Abstract
Background: Lysozyme is a natural antimicrobial enzyme that is up-regulated in inflammatory diseases of the gastrointestinal tract. Pathogenic microbes have recently been identified in the esophageal mucosa in patients with Barrett's esophagus (BE). Lysozyme expression was evaluated in biopsies from patients with BE. Materials and Methods: Ninety-seven consecutive esophageal biopsies with columnar-lined Barrett's mucosa (BM) were investigated: 16 had oxyntic gland-only BM, 19 pyloric gland-only BM and 62, intestinal metaplasia BM. Twenty normal gastric biopsies and 20 normal duodenal biopsies were included as controls. Sections were stained with human lysozyme antiserum. Results: Lysozyme was up-regulated in the neck glands in 94% of the biopsies with oxyntic gland-only BM, in the pyloric gland in 79% of the biopsies with pyloric gland-only BM, and in goblet cells in 65% of the biopsies with intestinal metaplasia BM. Goblet cells with faint lysozyme expression were often found in glands overexpressing lysozyme in mucous secretions in the lumen. When compared to controls, lysozyme was up-regulated in all three BM phenotypes (p<0.05). Conclusion: Lysozyme is up-regulated in BM. It is therefore, believed that lysozyme's up-regulation might mirror a molecular mechanism of self-defence aimed to safeguard the BM against the hostile pathogenic microbiota present in the esophageal microenvironment in patients with BE.

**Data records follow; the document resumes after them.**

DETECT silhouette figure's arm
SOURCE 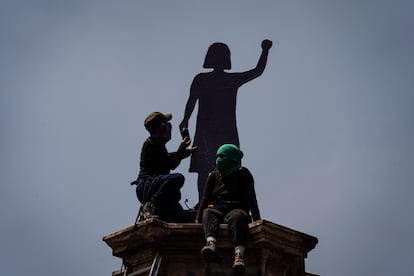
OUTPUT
[239,39,272,84]
[180,79,197,131]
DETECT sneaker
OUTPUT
[201,241,223,262]
[142,202,159,220]
[233,253,244,274]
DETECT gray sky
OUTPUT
[0,0,414,276]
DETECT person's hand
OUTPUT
[262,39,273,51]
[179,121,188,131]
[178,137,197,152]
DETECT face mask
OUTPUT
[216,156,241,177]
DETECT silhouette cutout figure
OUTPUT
[180,40,272,201]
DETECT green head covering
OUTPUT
[216,144,243,177]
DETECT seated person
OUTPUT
[132,112,196,222]
[196,144,260,273]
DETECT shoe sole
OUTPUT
[201,248,223,262]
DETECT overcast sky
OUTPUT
[0,0,414,276]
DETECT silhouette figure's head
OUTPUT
[203,42,231,69]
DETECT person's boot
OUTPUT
[201,241,223,262]
[142,202,159,220]
[233,253,245,274]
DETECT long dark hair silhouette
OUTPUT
[180,40,272,204]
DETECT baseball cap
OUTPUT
[144,112,172,132]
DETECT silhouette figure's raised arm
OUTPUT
[235,39,272,85]
[180,81,197,131]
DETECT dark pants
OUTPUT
[203,208,250,246]
[136,173,184,222]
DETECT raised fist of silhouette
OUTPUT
[262,39,272,50]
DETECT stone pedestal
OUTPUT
[103,219,318,276]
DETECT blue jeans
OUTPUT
[136,173,185,222]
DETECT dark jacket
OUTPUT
[196,167,260,221]
[138,137,190,179]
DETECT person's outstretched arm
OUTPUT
[235,39,273,85]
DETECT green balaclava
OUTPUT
[216,144,243,177]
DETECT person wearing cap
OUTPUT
[131,112,196,222]
[179,39,272,206]
[195,144,260,273]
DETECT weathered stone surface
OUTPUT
[103,219,318,276]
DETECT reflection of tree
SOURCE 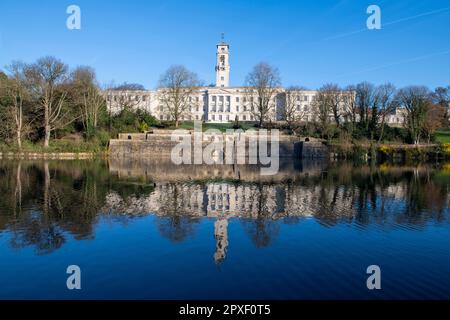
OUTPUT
[243,184,279,248]
[0,162,109,253]
[243,217,280,248]
[214,218,228,264]
[157,183,199,242]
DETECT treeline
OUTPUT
[0,57,450,149]
[304,82,450,144]
[0,57,154,149]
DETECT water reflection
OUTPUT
[0,160,450,263]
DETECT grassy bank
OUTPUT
[0,140,107,154]
[435,129,450,144]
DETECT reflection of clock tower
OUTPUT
[216,35,230,87]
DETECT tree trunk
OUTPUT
[17,129,22,149]
[378,116,386,143]
[44,125,50,148]
[44,105,50,148]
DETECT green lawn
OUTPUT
[435,129,450,143]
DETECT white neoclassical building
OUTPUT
[107,40,404,124]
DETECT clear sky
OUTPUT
[0,0,450,89]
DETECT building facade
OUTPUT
[106,40,404,125]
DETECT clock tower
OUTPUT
[216,34,230,87]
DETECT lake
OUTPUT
[0,159,450,299]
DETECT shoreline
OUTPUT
[0,151,102,160]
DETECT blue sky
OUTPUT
[0,0,450,89]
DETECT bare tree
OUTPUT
[397,86,431,144]
[283,86,306,131]
[423,104,445,143]
[25,56,77,148]
[377,83,398,142]
[355,82,378,134]
[1,61,29,148]
[245,62,281,127]
[72,67,106,137]
[433,86,450,127]
[341,85,359,134]
[158,65,200,128]
[319,83,343,128]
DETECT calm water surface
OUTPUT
[0,160,450,299]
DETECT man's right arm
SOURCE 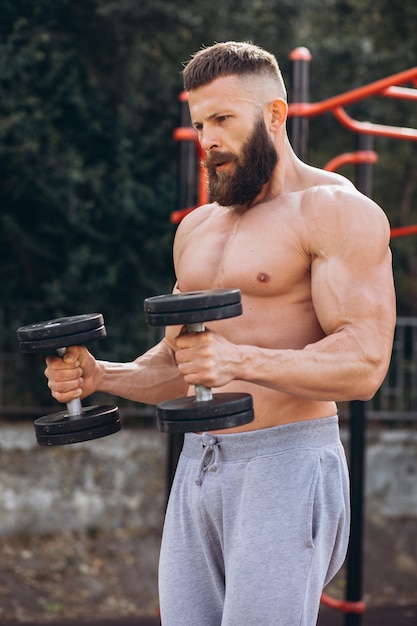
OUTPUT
[45,338,188,404]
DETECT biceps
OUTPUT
[312,251,395,335]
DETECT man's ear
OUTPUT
[269,98,288,131]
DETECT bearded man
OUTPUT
[46,42,395,626]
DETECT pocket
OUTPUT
[305,457,321,549]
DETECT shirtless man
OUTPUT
[46,42,395,626]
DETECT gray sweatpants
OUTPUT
[159,416,349,626]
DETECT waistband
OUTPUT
[182,415,340,461]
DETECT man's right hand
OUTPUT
[44,346,98,404]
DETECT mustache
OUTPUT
[203,150,237,168]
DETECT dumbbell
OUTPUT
[17,313,121,446]
[144,289,254,434]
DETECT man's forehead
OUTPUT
[188,76,260,117]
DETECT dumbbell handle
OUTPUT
[56,348,83,415]
[187,322,213,402]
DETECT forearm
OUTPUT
[96,342,188,404]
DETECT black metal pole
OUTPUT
[345,135,373,626]
[289,47,312,162]
[178,92,198,210]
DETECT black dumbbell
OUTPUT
[17,313,121,446]
[144,289,254,434]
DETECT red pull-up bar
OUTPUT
[288,67,417,117]
[288,58,417,141]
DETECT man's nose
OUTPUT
[199,128,221,151]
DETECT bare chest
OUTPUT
[176,210,310,296]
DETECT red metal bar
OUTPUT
[381,87,417,100]
[391,224,417,238]
[323,150,378,172]
[288,67,417,117]
[321,593,366,614]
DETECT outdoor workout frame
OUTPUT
[168,47,417,626]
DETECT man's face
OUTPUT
[205,114,278,206]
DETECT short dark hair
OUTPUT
[183,41,285,93]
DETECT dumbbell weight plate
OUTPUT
[36,419,121,446]
[34,406,119,435]
[156,393,254,434]
[17,313,106,352]
[144,289,242,326]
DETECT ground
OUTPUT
[0,518,417,626]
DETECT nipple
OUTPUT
[256,272,271,283]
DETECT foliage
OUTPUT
[0,0,417,404]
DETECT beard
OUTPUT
[205,116,278,206]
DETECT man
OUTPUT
[46,42,395,626]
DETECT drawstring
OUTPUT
[195,433,219,487]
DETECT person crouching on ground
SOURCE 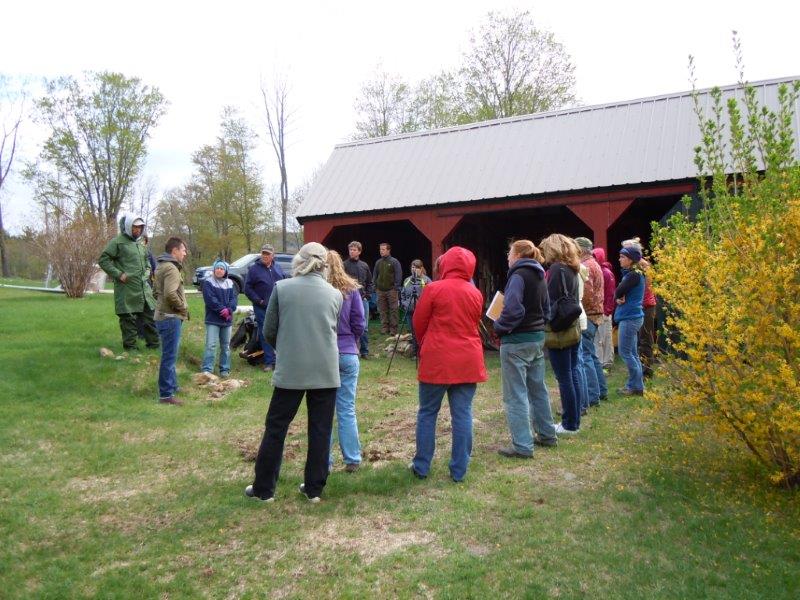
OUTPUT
[244,242,342,502]
[328,250,366,473]
[202,260,238,377]
[494,240,558,458]
[411,246,486,482]
[539,233,581,436]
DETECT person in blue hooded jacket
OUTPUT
[494,240,558,458]
[614,246,645,396]
[202,260,238,377]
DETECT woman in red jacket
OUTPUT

Following protracted gastric reflux, the normal esophageal squamous cell epithelium may undergo columnar-lined metaplastic transformation, with accessory glands of oxyntic type and/or pyloric type with or without intercalated goblet cells (GC) (1). The phenotype carrying GC, known as specialized epithelium or intestinal metaplasia (IM) (2), is regarded by the American College of Gastroenterology (3) as a prerequisite for the histological diagnosis of Barrett's esophagus (BE). More recently the British Society of Gastroenterology (BSG) (4) defined BE as a columnar-lined esophagus on biopsies taken from endoscopical areas, suggestive of BE. Thus, the presence of areas of GC is not a sine qua non requirement for the diagnosis of Barrett's mucosa (BM) for the BSG (4). This new definition has gained acceptance both in Europe (5) and Asia (6).

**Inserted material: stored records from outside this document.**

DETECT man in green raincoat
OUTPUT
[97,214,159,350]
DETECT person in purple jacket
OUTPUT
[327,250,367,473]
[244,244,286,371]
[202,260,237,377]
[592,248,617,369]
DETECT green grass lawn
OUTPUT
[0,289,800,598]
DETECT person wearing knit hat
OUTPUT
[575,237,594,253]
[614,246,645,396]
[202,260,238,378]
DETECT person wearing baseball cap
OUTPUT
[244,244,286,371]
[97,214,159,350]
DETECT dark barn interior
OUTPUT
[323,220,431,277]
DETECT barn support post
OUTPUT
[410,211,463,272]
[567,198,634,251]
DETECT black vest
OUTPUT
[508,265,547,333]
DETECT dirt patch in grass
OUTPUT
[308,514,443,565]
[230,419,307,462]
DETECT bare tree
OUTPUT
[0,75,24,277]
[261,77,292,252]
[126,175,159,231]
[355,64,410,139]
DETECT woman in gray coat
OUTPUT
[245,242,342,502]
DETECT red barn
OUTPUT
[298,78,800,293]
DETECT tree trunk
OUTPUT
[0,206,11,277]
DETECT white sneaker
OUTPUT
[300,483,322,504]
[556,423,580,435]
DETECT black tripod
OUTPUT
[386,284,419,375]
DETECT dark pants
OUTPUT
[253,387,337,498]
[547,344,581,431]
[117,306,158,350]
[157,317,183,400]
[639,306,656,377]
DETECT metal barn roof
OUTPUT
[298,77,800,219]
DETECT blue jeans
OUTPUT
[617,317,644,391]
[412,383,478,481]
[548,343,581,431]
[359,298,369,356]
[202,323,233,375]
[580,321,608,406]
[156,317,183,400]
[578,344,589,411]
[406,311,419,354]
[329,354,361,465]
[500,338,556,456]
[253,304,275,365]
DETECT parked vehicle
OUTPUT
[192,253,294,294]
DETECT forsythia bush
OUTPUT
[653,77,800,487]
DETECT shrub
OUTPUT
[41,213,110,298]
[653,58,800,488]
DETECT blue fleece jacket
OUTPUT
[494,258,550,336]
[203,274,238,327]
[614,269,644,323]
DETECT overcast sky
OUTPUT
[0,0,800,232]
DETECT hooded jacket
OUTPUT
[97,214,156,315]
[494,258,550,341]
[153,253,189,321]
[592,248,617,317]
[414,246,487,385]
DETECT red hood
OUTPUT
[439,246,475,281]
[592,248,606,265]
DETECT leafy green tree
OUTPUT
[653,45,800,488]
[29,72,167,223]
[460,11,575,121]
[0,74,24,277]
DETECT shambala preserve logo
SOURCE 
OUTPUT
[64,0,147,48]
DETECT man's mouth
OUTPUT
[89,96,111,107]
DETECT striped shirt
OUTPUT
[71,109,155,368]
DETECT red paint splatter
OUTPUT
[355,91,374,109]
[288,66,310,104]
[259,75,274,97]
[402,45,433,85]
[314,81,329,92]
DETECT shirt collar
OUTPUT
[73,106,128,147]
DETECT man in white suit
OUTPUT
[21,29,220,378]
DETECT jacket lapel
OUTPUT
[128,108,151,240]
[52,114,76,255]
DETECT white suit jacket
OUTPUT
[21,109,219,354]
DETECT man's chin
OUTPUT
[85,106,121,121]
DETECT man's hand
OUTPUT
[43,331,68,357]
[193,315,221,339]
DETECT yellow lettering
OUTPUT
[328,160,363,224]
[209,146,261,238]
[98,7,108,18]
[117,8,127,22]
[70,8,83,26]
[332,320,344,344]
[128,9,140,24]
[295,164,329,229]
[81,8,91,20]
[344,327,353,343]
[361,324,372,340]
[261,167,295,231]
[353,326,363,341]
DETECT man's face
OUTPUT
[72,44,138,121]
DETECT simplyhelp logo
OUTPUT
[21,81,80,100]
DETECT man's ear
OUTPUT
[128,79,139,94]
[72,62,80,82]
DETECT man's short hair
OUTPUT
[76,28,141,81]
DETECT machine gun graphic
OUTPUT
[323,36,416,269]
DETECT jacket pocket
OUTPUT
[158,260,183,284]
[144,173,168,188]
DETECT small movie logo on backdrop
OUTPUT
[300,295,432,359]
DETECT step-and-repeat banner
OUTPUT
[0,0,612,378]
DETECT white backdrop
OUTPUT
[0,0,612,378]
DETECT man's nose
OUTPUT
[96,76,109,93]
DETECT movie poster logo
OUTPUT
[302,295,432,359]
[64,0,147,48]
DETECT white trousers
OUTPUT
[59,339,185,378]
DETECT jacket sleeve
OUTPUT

Patients with gastroesophageal reflux (GER) often receive medication with proton pump inhibitors. The reduction of gastric acid secretion by such inhibitors encourages bacterial growth in BE and hence, increased production of nitrosamines, with secondary epithelial damage. In fact, esophageal biopsies with BM often show signs of ongoing or past mucosal inflammation (7). Recently, it was demonstrated in esophageal biopsies that pathogenic bacteria often proliferate with BE (8-10). Yang et al. (8) classified esophageal microbiomes into two types: type I microbiome is dominated by the genus Streptococcus and is concentrated in the phenotypically-normal esophagus, and type II microbiome contains a greater proportion of Gram-negative anaerobes/microaerophiles, being primarily correlated with esophagitis and BE. Pei et al. (9) reported that residential bacterial populations in GER contained 21 distinct bacterial species. Members of four bacterial phyla were found, including Bacteroidetes, Firmicutes, Proteobacteria, and Actinobacteria. In a more recent study of esophageal biopsies and aspirates, Mc Farlane et al. (10) found that the mucosa of BE often contain colonies of 46 bacterial species belonging to 16 genera with unique levels of Campylobacter consisus and Campylobacter rectus. Taken together, these microbiological findings indicate a close association between the proliferation of abnormal bacterial flora in the esophageal microenvironment and the presence of columnar-lined esophageal mucosa.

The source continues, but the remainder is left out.